• December 16, 2009

Nathan Associates gave testimony on antitrust violations in both damage trials

Honeywell International recently agreed to pay Northrop Grumman Corporation $440 million, ending 11 years of litigation. In the original lawsuit filed in U.S. District Court in Los Angeles in 1990, Litton Systems (acquired by Northrop Grumman in 2001) contended that Honeywell used unfair business practices to dominate the aircraft navigational systems market. At the time, Litton and Honeywell were the only suppliers of ring-laser gyroscopes?technology that provides aircraft navigational systems essential information about an airplane’s movements. The technology is used on all modern commercial aircraft.

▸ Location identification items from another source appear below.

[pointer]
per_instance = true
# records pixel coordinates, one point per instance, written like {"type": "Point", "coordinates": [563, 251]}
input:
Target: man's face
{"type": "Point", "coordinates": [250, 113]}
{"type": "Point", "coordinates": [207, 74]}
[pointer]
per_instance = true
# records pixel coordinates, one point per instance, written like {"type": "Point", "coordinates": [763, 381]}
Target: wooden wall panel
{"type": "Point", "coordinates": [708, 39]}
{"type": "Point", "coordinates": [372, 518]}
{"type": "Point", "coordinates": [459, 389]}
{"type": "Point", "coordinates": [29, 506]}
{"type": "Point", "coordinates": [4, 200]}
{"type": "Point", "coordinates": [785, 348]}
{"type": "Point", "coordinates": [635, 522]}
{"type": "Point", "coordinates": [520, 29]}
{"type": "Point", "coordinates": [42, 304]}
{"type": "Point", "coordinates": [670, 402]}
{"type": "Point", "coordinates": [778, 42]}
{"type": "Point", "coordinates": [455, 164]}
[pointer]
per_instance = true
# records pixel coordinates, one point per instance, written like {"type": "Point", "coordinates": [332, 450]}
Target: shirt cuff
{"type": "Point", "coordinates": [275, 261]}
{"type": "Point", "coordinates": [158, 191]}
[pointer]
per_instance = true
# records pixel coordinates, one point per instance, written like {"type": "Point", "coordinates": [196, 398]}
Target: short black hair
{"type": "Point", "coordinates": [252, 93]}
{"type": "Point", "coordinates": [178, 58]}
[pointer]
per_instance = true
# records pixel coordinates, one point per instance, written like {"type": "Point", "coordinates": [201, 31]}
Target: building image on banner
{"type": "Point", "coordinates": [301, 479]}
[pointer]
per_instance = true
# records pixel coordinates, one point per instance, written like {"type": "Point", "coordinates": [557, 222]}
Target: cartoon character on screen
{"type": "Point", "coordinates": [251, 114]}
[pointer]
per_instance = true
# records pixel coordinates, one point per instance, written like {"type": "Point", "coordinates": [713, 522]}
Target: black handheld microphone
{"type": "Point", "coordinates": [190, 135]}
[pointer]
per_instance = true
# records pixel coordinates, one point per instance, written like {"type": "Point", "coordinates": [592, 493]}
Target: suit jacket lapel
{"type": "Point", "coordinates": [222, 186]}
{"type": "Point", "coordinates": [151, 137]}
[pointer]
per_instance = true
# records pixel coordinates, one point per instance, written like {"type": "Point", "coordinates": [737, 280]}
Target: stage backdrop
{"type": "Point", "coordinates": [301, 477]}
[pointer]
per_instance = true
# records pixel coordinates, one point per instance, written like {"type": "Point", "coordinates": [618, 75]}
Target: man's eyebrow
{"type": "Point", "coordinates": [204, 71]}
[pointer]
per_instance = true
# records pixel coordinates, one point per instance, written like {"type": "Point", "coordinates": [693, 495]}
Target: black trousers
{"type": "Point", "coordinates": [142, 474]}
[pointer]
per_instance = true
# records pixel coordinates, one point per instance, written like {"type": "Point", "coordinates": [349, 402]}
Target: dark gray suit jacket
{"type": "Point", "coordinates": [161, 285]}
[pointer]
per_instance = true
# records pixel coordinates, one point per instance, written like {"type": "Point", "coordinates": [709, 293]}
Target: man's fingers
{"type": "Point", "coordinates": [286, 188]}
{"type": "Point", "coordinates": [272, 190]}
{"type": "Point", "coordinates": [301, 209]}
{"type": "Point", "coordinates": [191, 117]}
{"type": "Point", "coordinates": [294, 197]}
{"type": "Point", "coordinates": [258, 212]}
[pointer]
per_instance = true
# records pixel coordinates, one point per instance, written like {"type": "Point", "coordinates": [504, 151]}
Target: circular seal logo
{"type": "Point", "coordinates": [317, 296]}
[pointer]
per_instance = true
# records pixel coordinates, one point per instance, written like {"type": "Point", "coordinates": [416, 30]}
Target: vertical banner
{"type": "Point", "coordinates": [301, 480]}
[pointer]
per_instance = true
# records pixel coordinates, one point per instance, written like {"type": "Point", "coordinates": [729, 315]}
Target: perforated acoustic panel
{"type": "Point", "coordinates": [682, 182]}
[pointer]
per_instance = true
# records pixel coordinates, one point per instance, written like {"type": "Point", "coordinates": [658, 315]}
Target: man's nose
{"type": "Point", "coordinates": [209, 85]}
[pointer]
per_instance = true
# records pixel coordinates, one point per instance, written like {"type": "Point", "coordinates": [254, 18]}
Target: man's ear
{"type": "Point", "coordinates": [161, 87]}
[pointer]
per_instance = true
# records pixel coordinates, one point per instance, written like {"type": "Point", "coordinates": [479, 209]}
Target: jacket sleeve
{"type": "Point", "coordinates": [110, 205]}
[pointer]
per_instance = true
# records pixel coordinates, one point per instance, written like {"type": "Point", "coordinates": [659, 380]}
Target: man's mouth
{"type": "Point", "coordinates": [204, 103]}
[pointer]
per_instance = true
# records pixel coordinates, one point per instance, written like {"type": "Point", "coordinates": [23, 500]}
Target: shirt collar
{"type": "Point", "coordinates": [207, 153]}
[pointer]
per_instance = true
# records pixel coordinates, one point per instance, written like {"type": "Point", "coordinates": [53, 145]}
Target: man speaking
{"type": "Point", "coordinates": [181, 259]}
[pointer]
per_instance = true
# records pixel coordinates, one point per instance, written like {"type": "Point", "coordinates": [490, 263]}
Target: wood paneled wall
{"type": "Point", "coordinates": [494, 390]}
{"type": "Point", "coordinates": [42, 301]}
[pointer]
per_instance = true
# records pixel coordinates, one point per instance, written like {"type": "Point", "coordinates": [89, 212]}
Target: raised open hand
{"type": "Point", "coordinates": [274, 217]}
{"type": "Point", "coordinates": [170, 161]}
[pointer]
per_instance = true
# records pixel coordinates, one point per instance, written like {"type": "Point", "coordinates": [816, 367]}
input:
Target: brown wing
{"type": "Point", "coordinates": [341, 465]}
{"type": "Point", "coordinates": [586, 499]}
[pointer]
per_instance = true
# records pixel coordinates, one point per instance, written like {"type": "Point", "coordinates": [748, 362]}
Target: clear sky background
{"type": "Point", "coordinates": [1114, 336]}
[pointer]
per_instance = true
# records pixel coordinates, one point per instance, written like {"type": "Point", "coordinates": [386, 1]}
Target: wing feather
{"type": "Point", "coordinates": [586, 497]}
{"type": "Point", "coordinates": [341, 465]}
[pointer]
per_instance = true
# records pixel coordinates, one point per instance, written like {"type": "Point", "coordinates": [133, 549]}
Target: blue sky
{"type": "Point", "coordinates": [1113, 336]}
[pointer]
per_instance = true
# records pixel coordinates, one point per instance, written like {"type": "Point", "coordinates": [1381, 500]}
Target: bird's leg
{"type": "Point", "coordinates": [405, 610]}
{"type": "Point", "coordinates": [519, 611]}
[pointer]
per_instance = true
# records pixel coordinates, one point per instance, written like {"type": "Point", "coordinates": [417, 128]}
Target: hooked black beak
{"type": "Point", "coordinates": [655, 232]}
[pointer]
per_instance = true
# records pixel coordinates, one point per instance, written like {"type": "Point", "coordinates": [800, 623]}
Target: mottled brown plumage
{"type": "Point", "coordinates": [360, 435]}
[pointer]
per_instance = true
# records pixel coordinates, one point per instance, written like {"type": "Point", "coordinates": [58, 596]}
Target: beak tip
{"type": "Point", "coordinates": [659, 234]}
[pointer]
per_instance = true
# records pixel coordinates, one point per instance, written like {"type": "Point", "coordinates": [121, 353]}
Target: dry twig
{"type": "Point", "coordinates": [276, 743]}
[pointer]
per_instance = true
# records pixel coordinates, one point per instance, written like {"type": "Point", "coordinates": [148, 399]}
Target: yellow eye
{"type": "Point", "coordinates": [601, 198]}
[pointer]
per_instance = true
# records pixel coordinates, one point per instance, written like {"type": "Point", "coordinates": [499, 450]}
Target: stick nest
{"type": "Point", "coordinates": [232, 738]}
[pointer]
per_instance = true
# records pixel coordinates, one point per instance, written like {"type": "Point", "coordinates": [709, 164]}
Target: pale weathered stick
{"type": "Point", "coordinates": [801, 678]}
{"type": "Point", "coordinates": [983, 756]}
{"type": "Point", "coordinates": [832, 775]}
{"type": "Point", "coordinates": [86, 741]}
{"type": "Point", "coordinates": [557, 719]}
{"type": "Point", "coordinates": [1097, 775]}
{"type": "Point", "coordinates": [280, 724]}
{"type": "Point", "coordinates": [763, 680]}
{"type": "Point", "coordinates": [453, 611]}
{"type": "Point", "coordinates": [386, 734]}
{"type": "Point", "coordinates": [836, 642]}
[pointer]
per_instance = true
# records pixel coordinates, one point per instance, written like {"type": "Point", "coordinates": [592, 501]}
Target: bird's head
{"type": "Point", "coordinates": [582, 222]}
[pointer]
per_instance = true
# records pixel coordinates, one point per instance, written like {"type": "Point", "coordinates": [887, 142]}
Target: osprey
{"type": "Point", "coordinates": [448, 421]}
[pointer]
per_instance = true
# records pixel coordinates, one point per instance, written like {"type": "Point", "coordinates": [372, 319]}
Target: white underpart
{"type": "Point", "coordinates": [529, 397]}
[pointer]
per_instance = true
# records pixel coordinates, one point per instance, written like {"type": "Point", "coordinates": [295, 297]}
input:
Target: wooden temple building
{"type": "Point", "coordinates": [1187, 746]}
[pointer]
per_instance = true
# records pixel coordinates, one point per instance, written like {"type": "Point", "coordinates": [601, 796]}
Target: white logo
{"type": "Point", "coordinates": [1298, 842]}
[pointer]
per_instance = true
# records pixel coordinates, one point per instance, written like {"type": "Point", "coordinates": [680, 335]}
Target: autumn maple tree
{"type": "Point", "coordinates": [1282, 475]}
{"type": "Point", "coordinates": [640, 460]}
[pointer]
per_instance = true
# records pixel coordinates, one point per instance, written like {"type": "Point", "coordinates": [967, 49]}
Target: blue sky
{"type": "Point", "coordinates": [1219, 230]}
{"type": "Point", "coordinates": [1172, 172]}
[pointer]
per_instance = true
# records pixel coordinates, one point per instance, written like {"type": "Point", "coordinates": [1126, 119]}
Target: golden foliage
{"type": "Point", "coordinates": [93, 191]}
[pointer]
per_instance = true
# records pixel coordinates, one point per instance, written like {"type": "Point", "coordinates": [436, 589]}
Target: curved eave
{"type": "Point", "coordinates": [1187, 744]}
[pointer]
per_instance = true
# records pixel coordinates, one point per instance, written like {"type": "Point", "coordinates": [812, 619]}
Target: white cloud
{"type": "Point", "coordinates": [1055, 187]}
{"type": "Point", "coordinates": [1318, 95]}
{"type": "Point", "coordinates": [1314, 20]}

Litton claimed not only monopolization by Honeywell, but also violation of its patent rights. Two trials were held. In the first trial, Nathan Associates’ president, Dr. John Beyer, testified on behalf of Litton, assessing the damages that resulted from Honeywell’s monopolization of the ring-laser gyroscope technology market. The jury awarded Litton $234 million in damages. The court later set aside the damages and ordered a new damage trial. Testifying in the second trial, Dr. Beyer assessed the impact of Honeywell’s anticompetitive conduct on commercial aircraft manufacturers and its effect on Litton. The jury was again persuaded by Dr. Beyer’s testimony and awarded Litton $250 million in damages.

After a series of appeals over the past three years, the companies were again preparing to do battle in the U.S. Court of Appeals for the Ninth Circuit in San Francisco when Honeywell settled the lawsuit in December.